Third day into the year and I think I ran out of shit to say; back in 1984, maybe even 1980. In 1980 I said I do, popped out a few kids and was set on the path to social and mental health ruin. Wait, popping out the kids isn’t related to social and mental health ruin, well, not social ruin. Just saying I do and I’m leaving out the context; there was a minister and flowers and a chick dressed in white, kegs of beer, a band and VW van loaded down with shit.
Pretty much all the shit I’ve said between then and now was more for melody and meter than meaning. Don’t get me wrong, melody and meter are noble causes and much less tiresome then meaning, unless it’s your third set, closing time, and some idiot in the back of the bar keeps yelling ‘Free Bird!” and pumping two fingers in the air. I’ll give that bird something to never change about …
I guess that for a while I said shit that was important to other people. I mean I changed their lives, not for the better. Wait, no, they fucked up their lives, I just said it out loud and for the record. You’re an idiot, if for instance, you blame the cop for your speeding, his fault is writing you the ticket, you were speeding all on your own, probably because of all the drugs. You ruined speeding for the rest of us. Um, my analogy is actually much milder than the instances of life fucking up I pointed out.
All that shit, however, analogous and analog, happened in the past. In Portland Oregon most all of the rest of the country is referred to as “back East”. I use “the Past” in that same spirit; everything before this very moment. In the immediate present I’m typing. If you follow a certain time-line, I’m always typing and, possibly, always will be. Even when I type, and poorly I might add, it’s more melody and meter than content.

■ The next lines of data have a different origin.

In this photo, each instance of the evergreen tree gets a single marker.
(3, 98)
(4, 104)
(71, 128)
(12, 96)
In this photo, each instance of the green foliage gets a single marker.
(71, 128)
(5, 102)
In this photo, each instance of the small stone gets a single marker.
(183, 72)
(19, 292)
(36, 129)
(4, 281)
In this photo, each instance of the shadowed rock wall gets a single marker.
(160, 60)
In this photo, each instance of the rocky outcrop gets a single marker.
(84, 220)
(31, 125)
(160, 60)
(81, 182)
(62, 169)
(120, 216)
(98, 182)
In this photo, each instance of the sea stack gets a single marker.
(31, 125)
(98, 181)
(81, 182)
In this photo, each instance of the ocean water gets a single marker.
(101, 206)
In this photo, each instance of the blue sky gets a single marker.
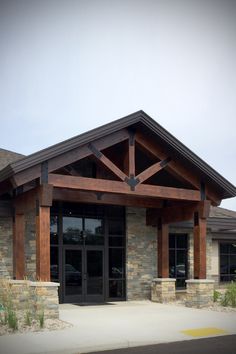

Y’ll can disagree if you want but I’m not disparaging myself. I’m kind of fond of me, just a little bored. I remember days, weeks, months when I dearly wished for a little boredom. I also have a vauge memory of being a child and engaged in some joyous activity only a kid would do and thinking “I will always remember this, this is what it’s like to be a kid”. I don’t remember what I was doing, but I remember how profound the idea that I should remember the essence of being a kid.
As it stands the best thing I can think of about being a kid is the constant state of wonder and curiousity, at least that how it was for me. Today, below freezing, if I saw a naked clown go through a car wash on a unicycle I might yawn or honk my horn, impatient for my turn. I stopped by a speedway, a chain of gas stations in this part of the country, to pick up smart water on way to see GF. The car wash was in service. I briefly wondered how they keep the hoses from freezing. Tomorrow, according to my weather app has a high of 18 degrees farenheit, windchill bringing it below zero.
I thought perhaps I should get a car wash in. I’ve been driving on clay and gravel roads coated in slush and ice and my little red sedan looks like it has flames of mud on it’s flanks.
When I was a teen that area was a wild life/wetlands preserve. I would go back there to do stuff like making out or getting high. I don’t remember every thinking “Ah, this is what it’s like to be a teenager, remember this” I do vaguely remember thinking “This is some stupid shit”. I think the reason older people criticize new teenagers is that their stupid shit is stupider than their, the older ones, stupid shit was. I’m only guessing. I like to think I gauge stupid shit on the merits of it’s stupidity and not the relative stupidity of the stupid shit performing artist. But, as Jesus might say, WTFDHK (what the fuck does haredawg know)? Ok, ok, though I’d be surprised if Jesus wasn’t versed in proper use of the word fuck, and even given that his eye is on the sparrow, I don’t think I merit particular mention from on high. Perhaps it’s more like WTFITSD (what the fuck is that sparrow doing?)
I am no longer a teen and that area is no longer a preserve, it’s wetlands with houses built while I was in Oregon. The roads haven’t been improved since. People shoot deer in and out of season through their screen windows. I guess that saves on purchasing orange vests.
If I had made a resolution to type here daily I seem to be keeping it. I didn’t which means I might, type daily, not resolve. The real question is WTFAYD (what the fuck are doing?) Please, do it well, and, barring that, don’t get caught.